These vectors encode the meaning of words, phrases, or other data in a way that enables contextual and relational understanding. By comparing embeddings of queries and documents, you can measure their similarity and retrieve the most relevant results, making embeddings a powerful tool for semantic search and retrieval.

Let’s get a baseline of our model’s behavior when it’s taken in a really long context without turning them into embeddings.

Full Book Text Context No Embeddings

Query

				
					import requests

def read_text_from_url(url):
    response = requests.get(url)
    response.raise_for_status() # Ensure the request was successful
    return response.text

# URL of "The Great Gatsby" text
url = "https://www.gutenberg.org/cache/epub/64317/pg64317.txt"

# Main Workflow
print("Reading text from the URL...")
large_context = read_text_from_url(url) # Read the entire text from the URL

print(f"Total Book Characters: {len(large_context)}")
print(large_context[1200:2000])

Output

				
					Reading text from the URL...
Total Book Characters: 296858
to
                           Zelda



Then wear the gold hat, if that will move her;
If you can bounce high, bounce for her too,
Till she cry “Lover, gold-hatted, high-bouncing lover,
I must have you!”

Thomas Parke d’Invilliers



                           I

In my younger and more vulnerable years my father gave me some advice
that I’ve been turning over in my mind ever since.

“Whenever you feel like criticizing anyone,” he told me, “just
remember that all the people in this world haven’t had the advantages
...

Let’s try to run inference by passing the whole book as context without the embeddings.

Query

				
					query = ask_question(
    question = "What are the main themes of The Great Gatsby?",
    context = large_context,
    session_history=""
)

Output

				
					======================================================================
* User Question : What are the main themes of The Great Gatsby?
LLM Inference:

The Project Gutenberg Literary Archive Foundation is a non-profit 501(c)(3) educational
corporation organized under the laws of the state of Mississippi and granted tax exempt
status by the Internal Revenue Service.

Evaluation Result: No
Evaluation Reasoning:
The answer does not match the expected response. The question asked about the main themes
of "The Great Gatsby", but the inference provided information about a non-profit
organization, which is unrelated to the novel. A correct evaluation would require the
inference to discuss literary analysis or themes present in "The Great Gatsby".
======================================================================

Here, it fails and responds with nonprofit information about the foundation hosting the book. Even though it has the needed information, it doesn’t do a very good job of understanding and answering the query. To address limitations in understanding and responding to queries effectively, we can enhance the process by leveraging embeddings. These allow us to capture semantic meaning and provide more accurate context for inferencing.
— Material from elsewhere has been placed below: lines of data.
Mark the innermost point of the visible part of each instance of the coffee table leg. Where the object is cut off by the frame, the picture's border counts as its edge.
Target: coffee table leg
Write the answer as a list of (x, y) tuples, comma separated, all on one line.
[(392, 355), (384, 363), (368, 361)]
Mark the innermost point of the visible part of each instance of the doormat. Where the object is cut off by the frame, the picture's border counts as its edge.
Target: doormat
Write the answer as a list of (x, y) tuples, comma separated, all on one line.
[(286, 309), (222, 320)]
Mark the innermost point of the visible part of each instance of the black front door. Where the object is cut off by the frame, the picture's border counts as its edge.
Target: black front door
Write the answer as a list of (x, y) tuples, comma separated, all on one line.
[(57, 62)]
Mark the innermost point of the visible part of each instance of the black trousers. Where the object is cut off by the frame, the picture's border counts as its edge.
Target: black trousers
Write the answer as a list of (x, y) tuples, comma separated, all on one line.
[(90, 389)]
Let’s outline the steps to set up a pipeline for generating embeddings and integrating them into our Agent:

Reading the File: We start by reading the content of a text file. The file is loaded as a single string, preserving its structure for processing.
Splitting into Chunks: The text is split into smaller, manageable chunks. This ensures that large texts can be processed efficiently and within the constraints of the embedding model. For our implementation, we split the text into chunks of 500 characters by default. Overlapping chunks are created to maintain context between sections.
Generating and Storing Embeddings: We generate vector representations for each text chunk using a pre-trained embedding model. These embeddings encode the semantic meaning of the text and allow us to perform similarity comparisons.
Retrieving Relevant Chunks: We will encode the query into an embedding using the same model. Then, the cosine similarity between the query embedding and the embeddings of all text chunks will be calculated. The most similar chunks are identified and retrieved as the relevant context.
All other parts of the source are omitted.